I edited the code from the previous answers, so that they are functions that take the same inputs (one-dimensional time series) and return the same result (vector of days since the last n-day maximum):
daysSinceHigh1 <- function(x,n) { as.vector(n-rollapply(x, n, which.max)) } daysSinceHigh2 <- function(x, n){ apply(embed(x, n), 1, which.max)-1 }
The second function seems to be the fastest, but they give slightly different results:
> getSymbols("^GSPC",from='01-01-1900') [1] "GSPC" > system.time(x <- daysSinceHigh1(Cl(GSPC), 200)) user system elapsed 0.42 0.00 0.42 > system.time(y <- daysSinceHigh2(Cl(GSPC), 200)) user system elapsed 0.24 0.00 0.24 > all.equal(x,y) [1] "Mean relative difference: 0.005025126"

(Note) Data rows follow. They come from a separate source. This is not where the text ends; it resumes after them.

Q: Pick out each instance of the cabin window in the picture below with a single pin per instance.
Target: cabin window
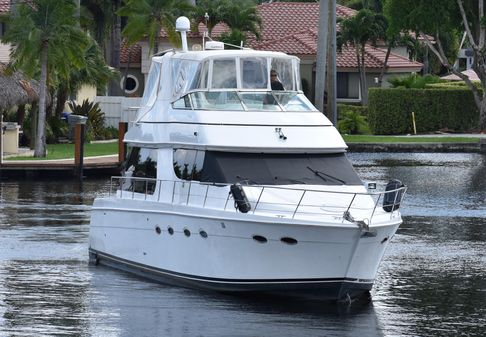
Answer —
(216, 100)
(141, 164)
(285, 72)
(278, 169)
(224, 74)
(185, 76)
(188, 164)
(150, 92)
(254, 73)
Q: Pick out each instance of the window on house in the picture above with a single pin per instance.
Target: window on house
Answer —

Upon closer examination, it turns out that in the first function there are some strange edge cases:
data <- c(1,2,3,4,5,6,7,7,6,5,6,7,8,5,4,3,2,1) answer <- c(0,0,0,0,1,2,3,0,0,1,2,3,4,4) x <- daysSinceHigh1(data, 5) y <- daysSinceHigh2(data, 5) > x [1] 0 0 0 1 2 3 4 4 0 1 2 3 4 4 > y [1] 0 0 0 0 1 2 3 0 0 1 2 3 4 4 > answer [1] 0 0 0 0 1 2 3 0 0 1 2 3 4 4 > all.equal(x,answer) [1] "Mean relative difference: 0.5714286" > all.equal(y,answer) [1] TRUE
Therefore, it seems that the second function (based on Andrie code) is better.